Desmistificando a Mamografia: o IBCC alerta sobre os mitos que impedem a mulher de realizar o exame com frequência



O único método que permite o diagnóstico precoce do câncer de mama é o exame de mamografia. Por meio desse método, é possível identificar tumores mamários mesmo antes de serem detectáveis clinicamente. Porém, apesar de ser bastante conhecida, existe ainda muitos estigmas e especulações sobre a mamografia, que deixam as mulheres desencorajadas a fazerem o exame com a periodicidade que deveriam.

Para acabar com essas dúvidas, o Instituto Brasileiro de Controle do Câncer (IBCC) esclarece quais são os MITOS que rondam o exame.


A radiação do exame é perigosa: MITO. Embora o aparelho de Raios-X utilizado na mamografia emita radiação, o risco a exposição é mínimo, principalmente se seguir o controle de qualidade adequado.


Ninguém tem câncer na família, não preciso fazer o exame: MITO. Segundo dados, a maioria das mulheres que são diagnostica com câncer de mama não tem histórico familiar, por isso a mamografia deve ser feita por todas as mulheres e estar na agenda de exames anual.

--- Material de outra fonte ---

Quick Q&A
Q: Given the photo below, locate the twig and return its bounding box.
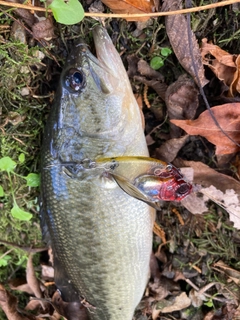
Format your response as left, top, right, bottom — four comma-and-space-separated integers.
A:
0, 0, 240, 18
0, 239, 48, 253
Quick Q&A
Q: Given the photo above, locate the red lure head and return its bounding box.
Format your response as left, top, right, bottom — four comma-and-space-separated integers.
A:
154, 165, 192, 201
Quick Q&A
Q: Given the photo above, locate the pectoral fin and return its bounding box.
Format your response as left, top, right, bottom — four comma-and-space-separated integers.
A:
111, 173, 161, 210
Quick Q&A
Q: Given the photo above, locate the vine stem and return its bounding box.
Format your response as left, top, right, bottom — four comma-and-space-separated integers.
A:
0, 0, 240, 18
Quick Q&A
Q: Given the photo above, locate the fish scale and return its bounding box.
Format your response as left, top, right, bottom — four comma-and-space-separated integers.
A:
41, 27, 155, 320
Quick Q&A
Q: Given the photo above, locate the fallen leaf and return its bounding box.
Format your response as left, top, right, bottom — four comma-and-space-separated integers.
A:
171, 103, 240, 154
165, 75, 199, 138
8, 278, 34, 294
200, 186, 240, 230
189, 289, 207, 308
160, 292, 191, 313
201, 38, 240, 97
213, 260, 240, 284
173, 158, 240, 195
181, 192, 208, 214
156, 135, 188, 162
102, 0, 155, 21
52, 291, 89, 320
162, 0, 208, 87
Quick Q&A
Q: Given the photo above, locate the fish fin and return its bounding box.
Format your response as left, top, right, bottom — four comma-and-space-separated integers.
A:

O exame pode machucar e doer: MITO. Em algumas mulheres pode gerar um desconforto, dependendo da sensibilidade de cada pessoa, porém é algo tolerável, pois a mamografia é um exame muito rápido. Algumas dicas podem evitar esse desconforto, como: não agende o exame antes da menstruação, pois este período deixa os seios mais sensíveis. Caso necessário, tome um analgésico antes do exame, mas avise a técnica de enfermagem sobre sua condição.


Tenho silicone, não posso fazer mamografia: MITO. Mesmo com próteses é possível fazer o exame e se for o caso, diagnosticar a doença. Para algumas mulheres, o médico pode solicitar exames complementares, como uma ultrassonografia ou ressonância.


Sou jovem, não preciso fazer exame porque não corro risco: MITO. Apesar da maioria dos casos aparecerem em mulheres com mais de 55 anos, a doença pode ser detectada em mulheres mais novas. Por isso, a partir dos 40 anos, há o rastreamento mamográfico, que consiste em realizar a mamografia anualmente. Já a partir dos 70 anos, a frequência dependerá do que o médico determinar. Para mulheres com risco aumentado, a mamografia deve ser anual a partir dos 35 anos de idade.


Faço o autoexame, apalpando meus seios em busca de caroços. Não preciso de outros exames: MITO. O autoexame das mamas é uma prática positiva, que deve ser estimulada. Contudo, ele não é capaz de detectar tumores em fase inicial. Já a mamografia consegue detectar nódulos a partir de 2 a 3 mm. E é devido a essa realidade que o IBCC incentiva e estimula a realização anual do exame para obter um diagnóstico precoce e aumentar a chances de tratamento e cura.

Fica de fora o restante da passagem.